Segundo, priorizar a gestão por resultados, com a definição de metas explícitas para as unidades administrativas - ministérios, secretarias, hospitais, escolas etc - e maior flexibilidade para os gestores decidirem como alcançá-las. Em especial, alguns países têm buscado flexibilizar os regimes de trabalho e remuneração dos funcionários públicos para introduzir esquemas de incentivos vinculados ao desempenho. Em Portugal, isso foi feito no setor de saúde; no Brasil, alguns estados e municípios criaram esse tipo de incentivo na educação, mas o seu efeito é amortecido pela dificuldade de se retirar a premiação quando o desempenho cai.
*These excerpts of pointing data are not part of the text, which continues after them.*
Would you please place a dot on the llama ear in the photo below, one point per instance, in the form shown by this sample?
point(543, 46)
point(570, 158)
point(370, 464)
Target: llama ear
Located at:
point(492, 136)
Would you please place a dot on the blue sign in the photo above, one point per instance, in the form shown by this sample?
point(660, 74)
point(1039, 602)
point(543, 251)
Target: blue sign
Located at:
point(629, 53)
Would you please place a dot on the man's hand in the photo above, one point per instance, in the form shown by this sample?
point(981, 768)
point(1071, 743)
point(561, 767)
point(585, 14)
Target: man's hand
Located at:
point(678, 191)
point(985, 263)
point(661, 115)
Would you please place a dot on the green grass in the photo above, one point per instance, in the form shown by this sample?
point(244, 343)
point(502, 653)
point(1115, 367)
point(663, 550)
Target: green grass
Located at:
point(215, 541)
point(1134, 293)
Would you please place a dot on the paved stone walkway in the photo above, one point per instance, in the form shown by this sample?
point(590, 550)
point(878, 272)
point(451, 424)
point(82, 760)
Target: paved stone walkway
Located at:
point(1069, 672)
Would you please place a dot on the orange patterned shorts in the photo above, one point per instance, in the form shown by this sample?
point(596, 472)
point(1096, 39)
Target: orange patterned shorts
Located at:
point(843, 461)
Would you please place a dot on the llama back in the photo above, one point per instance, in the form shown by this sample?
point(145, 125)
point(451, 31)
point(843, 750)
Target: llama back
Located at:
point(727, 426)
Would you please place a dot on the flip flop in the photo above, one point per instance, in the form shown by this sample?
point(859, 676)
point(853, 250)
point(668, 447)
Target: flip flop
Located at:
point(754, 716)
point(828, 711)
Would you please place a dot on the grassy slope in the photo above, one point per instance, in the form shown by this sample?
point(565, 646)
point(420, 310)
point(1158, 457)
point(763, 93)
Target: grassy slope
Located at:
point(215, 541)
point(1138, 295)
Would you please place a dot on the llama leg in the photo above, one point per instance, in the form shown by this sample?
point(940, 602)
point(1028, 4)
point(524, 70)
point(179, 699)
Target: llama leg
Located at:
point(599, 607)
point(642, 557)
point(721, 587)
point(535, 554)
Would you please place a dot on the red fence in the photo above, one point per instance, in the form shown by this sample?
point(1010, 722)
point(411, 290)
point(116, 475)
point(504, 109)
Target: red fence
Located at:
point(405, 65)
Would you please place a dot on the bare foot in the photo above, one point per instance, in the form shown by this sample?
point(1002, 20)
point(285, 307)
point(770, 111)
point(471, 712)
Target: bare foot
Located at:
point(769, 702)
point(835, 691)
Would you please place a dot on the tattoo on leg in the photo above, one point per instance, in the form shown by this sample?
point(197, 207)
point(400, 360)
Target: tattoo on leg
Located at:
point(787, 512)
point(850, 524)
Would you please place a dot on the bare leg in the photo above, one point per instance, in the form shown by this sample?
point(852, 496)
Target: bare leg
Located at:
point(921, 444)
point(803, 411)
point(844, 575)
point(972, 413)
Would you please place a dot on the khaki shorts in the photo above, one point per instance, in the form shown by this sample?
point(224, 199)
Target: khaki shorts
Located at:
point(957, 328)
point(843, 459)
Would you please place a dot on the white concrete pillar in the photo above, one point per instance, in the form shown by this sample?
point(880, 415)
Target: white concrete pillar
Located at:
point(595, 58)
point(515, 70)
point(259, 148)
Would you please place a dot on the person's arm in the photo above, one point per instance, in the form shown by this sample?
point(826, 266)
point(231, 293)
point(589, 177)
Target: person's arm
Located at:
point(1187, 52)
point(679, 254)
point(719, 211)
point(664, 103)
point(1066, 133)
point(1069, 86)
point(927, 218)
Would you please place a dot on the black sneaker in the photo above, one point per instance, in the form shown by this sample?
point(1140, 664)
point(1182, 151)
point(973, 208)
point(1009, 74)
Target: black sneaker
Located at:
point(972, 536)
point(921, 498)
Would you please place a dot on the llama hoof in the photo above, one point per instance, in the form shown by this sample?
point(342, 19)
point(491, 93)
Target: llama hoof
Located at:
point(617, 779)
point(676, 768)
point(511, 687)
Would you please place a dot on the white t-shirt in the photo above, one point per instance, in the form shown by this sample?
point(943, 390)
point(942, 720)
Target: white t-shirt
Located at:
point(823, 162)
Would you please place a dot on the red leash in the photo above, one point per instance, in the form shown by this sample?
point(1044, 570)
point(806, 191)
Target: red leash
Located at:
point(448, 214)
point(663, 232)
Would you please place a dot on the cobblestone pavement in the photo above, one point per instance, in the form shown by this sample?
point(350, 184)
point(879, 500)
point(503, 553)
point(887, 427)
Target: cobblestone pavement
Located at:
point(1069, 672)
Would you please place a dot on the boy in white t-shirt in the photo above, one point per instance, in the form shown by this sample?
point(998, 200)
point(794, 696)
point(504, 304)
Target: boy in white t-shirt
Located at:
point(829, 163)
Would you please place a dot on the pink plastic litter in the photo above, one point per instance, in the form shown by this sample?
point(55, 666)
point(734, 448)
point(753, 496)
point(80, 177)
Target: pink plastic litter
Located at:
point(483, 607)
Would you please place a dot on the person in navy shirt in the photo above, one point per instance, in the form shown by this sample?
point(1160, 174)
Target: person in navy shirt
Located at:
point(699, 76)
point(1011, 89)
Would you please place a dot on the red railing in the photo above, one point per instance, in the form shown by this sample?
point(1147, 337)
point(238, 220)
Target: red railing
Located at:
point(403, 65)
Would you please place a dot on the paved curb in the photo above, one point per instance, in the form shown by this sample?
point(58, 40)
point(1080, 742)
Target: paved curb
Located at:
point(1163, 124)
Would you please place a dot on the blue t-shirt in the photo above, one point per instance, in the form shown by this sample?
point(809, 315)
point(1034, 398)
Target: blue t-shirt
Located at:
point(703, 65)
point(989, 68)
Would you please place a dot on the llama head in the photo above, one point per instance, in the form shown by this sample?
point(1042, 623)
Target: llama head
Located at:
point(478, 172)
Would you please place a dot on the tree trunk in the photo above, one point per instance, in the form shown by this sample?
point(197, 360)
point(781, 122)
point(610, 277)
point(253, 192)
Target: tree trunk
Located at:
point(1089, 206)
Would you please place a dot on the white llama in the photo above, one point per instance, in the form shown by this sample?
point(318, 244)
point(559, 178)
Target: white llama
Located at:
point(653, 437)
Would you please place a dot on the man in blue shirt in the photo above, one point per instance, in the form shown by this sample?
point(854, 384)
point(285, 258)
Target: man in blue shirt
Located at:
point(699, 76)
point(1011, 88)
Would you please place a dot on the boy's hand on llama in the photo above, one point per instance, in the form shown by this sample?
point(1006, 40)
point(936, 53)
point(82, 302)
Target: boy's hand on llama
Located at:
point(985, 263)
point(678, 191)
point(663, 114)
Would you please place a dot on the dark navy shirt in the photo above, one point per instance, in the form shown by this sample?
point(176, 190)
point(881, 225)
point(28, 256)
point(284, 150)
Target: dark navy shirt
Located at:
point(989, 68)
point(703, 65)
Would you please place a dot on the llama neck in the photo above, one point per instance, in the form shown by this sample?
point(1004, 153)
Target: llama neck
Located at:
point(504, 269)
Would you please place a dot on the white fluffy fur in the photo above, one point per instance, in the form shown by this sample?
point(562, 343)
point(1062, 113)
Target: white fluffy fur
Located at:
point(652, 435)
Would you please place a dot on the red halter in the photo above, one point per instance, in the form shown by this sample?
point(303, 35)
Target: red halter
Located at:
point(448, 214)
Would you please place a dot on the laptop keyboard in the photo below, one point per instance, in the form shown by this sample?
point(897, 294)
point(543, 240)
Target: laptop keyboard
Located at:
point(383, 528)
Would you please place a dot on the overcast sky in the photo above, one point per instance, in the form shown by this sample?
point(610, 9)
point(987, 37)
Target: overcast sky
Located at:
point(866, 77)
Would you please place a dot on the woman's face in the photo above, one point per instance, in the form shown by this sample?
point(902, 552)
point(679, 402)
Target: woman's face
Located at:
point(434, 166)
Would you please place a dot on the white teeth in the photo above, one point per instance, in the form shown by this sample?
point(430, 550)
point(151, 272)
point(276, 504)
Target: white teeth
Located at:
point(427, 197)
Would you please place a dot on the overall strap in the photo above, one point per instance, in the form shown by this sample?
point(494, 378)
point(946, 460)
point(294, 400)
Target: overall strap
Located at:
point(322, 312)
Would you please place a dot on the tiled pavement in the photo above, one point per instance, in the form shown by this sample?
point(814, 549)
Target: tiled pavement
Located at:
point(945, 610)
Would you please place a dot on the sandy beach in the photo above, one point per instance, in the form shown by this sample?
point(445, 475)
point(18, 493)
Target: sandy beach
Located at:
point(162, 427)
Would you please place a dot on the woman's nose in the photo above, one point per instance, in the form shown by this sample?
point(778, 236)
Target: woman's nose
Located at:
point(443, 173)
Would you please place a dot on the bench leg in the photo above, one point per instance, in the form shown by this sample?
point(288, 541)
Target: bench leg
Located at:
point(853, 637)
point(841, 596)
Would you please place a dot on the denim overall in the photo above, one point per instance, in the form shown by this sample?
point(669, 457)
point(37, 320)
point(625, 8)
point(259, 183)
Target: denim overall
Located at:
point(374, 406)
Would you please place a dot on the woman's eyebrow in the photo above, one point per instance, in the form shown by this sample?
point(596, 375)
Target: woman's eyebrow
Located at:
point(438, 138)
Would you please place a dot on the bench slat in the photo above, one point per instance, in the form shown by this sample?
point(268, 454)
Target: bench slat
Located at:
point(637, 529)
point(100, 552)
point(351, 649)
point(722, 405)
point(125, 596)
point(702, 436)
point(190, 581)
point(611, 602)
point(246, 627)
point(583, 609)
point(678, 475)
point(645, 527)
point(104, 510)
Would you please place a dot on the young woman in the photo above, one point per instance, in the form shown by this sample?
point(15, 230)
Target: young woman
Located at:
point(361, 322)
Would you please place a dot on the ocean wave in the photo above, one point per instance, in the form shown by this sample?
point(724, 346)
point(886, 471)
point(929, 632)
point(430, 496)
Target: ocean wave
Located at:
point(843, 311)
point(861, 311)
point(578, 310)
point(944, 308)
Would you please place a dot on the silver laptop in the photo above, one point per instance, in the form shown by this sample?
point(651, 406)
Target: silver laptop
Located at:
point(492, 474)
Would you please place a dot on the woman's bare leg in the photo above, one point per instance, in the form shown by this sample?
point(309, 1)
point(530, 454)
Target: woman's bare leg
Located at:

Terceiro, contratar entidades privadas, com ou sem fins lucrativos, para prover serviços sociais, em competição com os provedores estatais - por exemplo, por meio de cupons (vouchers) ou comparação de desempenho (benchmarking). Há boas razões para o setor público financiar serviços como educação e saúde básica, mas não para que eles só possam ser providos por entidades estatais. De fato, boa parte dos nossos serviços de saúde é financiada pelo governo mas fornecida pelo setor privado, por meio do SUS. Brasil afora, o governo financia organizações da sociedade civil que operam creches e unidades do Programa de Saúde da Família. Entre outras coisas, isso reduz o elevado absenteísmo dos serviços públicos de saúde e educação, causa importante de sua baixa eficiência, e permite melhor adaptação às necessidades e costumes locais (por exemplo, horário de atendimento).

O Brasil precisa melhorar seus indicadores sociais, e não só para diminuir a criminalidade. Mas o caminho não é gastar mais. Gasto é o que sai do caixa do governo, investimento é o capital humano que o cidadão acumula. Como observa o presidente, precisamos investir mais no social, mas gastando menos.